02. The basic rules of investing
As in many other areas of life, investing well has an important part of avoiding mistakes. If we are prudent, we can have disagreements, but it is rare that we lose even the shirt. What is difficult is to get rich by investing. But everything will be done, we are still starting. Therefore, it is important to have clear basic rules, which will save you scares and – most importantly – allow you to make informed decisions.
We have already told you that the first requirement to start investing is to have saved, to have your financial house in order. From there, decisions depend on the profile of each investor and the risk we want to assume. And risk is closely linked, in turn, to the moment of life in which we find ourselves. Surely we will not want to invest in the same way if we are thinking of buying a flat or if we want to strengthen our retirement …
In any case, the general recommendations aim to save around 10% of your salary. And invest about 10 or 15% of the income. This percentage could be increased to 30 or 40% depending on what we mentioned: the vital moment and the aversion to risk of each one. Of course, the basic rules of investment are applicable to all investors. Here they go:
Do not leave for tomorrow what you can do today also applies to investment. In fact, if you have not started you are still in luck, because it is always the best time. Unless your goal is to obtain returns in a short time. For most investors, it’s never too late, because, in the long run, the market always grows. And because profitability, no matter how small, multiplies your savings over time.
We have already told you about compound interest. At first, interest makes your investment grow a little bit, but then that interest is applied to that total a little bigger. Consequently, the growth of your savings is not arithmetic, but geometric.
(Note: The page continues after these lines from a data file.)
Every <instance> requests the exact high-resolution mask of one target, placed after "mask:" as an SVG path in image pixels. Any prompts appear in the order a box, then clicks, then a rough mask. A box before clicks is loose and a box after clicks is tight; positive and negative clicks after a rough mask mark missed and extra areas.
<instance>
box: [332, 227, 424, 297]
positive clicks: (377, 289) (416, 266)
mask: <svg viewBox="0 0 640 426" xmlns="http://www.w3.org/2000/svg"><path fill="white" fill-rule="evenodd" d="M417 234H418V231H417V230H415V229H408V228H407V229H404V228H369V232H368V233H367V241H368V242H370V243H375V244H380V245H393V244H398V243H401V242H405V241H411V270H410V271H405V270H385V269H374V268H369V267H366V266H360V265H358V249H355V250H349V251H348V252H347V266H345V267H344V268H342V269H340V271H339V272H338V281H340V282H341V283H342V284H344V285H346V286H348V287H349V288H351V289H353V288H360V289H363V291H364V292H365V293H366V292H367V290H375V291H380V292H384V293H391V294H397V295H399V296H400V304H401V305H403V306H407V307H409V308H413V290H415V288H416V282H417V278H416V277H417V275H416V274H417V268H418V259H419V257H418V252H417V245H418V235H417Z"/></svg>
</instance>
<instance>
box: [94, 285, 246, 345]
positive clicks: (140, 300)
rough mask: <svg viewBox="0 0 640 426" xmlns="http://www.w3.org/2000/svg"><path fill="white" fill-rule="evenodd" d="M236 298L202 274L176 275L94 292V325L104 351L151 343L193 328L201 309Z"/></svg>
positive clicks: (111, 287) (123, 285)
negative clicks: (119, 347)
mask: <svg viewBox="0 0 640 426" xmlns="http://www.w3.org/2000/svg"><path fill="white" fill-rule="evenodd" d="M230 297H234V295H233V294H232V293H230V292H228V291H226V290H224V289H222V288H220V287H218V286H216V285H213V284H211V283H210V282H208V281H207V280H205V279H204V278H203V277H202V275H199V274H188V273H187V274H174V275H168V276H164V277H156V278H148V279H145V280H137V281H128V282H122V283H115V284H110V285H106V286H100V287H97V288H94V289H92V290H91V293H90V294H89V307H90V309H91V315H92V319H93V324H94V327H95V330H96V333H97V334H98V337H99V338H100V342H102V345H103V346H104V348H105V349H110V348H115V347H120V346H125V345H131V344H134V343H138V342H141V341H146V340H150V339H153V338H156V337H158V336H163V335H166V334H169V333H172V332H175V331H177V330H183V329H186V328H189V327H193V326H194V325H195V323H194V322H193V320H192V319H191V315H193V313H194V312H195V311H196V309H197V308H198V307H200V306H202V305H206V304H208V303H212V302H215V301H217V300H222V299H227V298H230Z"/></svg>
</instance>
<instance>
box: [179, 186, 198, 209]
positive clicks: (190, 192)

To give you an idea: imagine that you put 1,000 euros in a piggy bank and that every month you add 30 euros. After 20 years, you will have 8,200 euros. If instead of the piggy bank you had chosen a deposit at 2%, in the year 20 you would have 10,400 euros. After 30, it would be 16,700…
The economy has its cycles. Normally, if it’s been growing for a long time, there will come a time when it stops and goes into recession – well, unless you live in Australia. That affects the valuation of assets – what you can invest in – although its effect is not uniform. In addition, complications may arise in one sector, but not in others. In short, it is difficult to beat the market: predict what will happen to take advantage.
What doesn’t change is that the market, like the economy, always grows in the long run. Hence, it is never too late to start investing – without getting carried away by euphoria or the decisions of other investors. As Warren Buffett said: “To make money investing you have to buy good companies and keep them for long periods of time.” Of course, the first part is easier when you’re Warren Buffett…
Ray Dalio, founder of hedge fund Bridgewater Associates and considered one of the most influential people in the world, says diversification is the “holy grail” of investing. The key to success is simple: “Find 15 or 20 good sources of income that are not correlated with each other.” Again, the experience of being Ray Dalio counts for a lot.
But the idea is clear. If we invest in different assets, different sectors, different countries or different times, we will dilute the risk. Urbanitae’s proposal has diversification at its base: starting from small amounts, it allows investing in a plurality of independent projects and diversifying by type of asset and location.
Make sure you understand
Even the most classic investment options deserve close examination. If you have doubts between the NIR and the APR, you do not know what a coupon bond is or what difference there is between gross and net profitability, ask before deciding. And make sure you invest in something whose operation you can understand. Part of the disaster that occurred in the Great Recession – the global crisis that originated in 2007 – is that many invested in products – derivatives – such as CDS or CDOs, difficult to unravel.
In short. Don’t roll the blanket over your head or make hasty decisions. And choose investments that you can explain to your parents… or that you can touch.